Friday, October 19, 2012

I really think we need to call the debt debate in favor of Paul Samuelson, Grant McDermott, and Ryan Murphy

With good contributing insights by Bob Murphy, Paul Krugman, Nick Rowe, Dean Baker (and Gene, Landsburg, me, and other minor notables).

Ryan Murphy makes a few claims I'd disagree with (I think he is too quick to confuse a strawman Lerner with Lerner... I think Nick's original #1 adds claims to the Lerner argument that people that say that stuff never make). But Ryan is justifiably frustrated that we are attributing extreme positions of single arguments to people rather than recognizing that all of these points are fundamentally right, but differentially binding depending on the situation (and that that ultimately makes it an empirical question). I agree. I feel like Nick and Bob have taken a Lerner-Samuelson point from Krugman and Baker and imagined it is some attempt on their part to disprove... something... Buchanan I guess? Or Samuelson? Economics gets really bad when it turns partisan like that. It's a science. Usually everybody has a point and the question is what model (or mix of models) is most useful in a particular situation or to answer a particular question. I don't know if Ryan would agree with this interpretation of him, but that's what I got out of him.

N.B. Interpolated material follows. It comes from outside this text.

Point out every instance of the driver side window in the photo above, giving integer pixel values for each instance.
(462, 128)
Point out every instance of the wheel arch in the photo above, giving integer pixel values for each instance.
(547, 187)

Grant has this conclusion, with which I also agree: "The way I see it, this keeps returning to one unavoidable conclusion: The "bad" outcomes of Bob's model can all be traced back to the fact that the interest rate exceeds GDP growth. Everything else is paper fodder."

It's bad enough that Bob and Nick have turned a Lerner-Samuelsonian reminder to a Buchananish electorate into a much bigger claim than it ever was. That fight is interesting, if a little misleading in my view. But we really should be careful not to lose the fundamental Samuelsonian point in all this, because a lot of the public still doesn't get that.

That's why Krugman and Baker were emphasizing what they were emphasizing.

9 comments:

  1. So tell me, where precisely did Paul or Dean say: "Don't worry about the burden of the taxes on future generations guys, because there won't be any future taxes to service the debt, because we are just going to keep on borrowing to pay the interest, forever and ever!"

    If that's what they were trying to say, why didn't they say that? It's such a nice, clear, simple argument. ;-)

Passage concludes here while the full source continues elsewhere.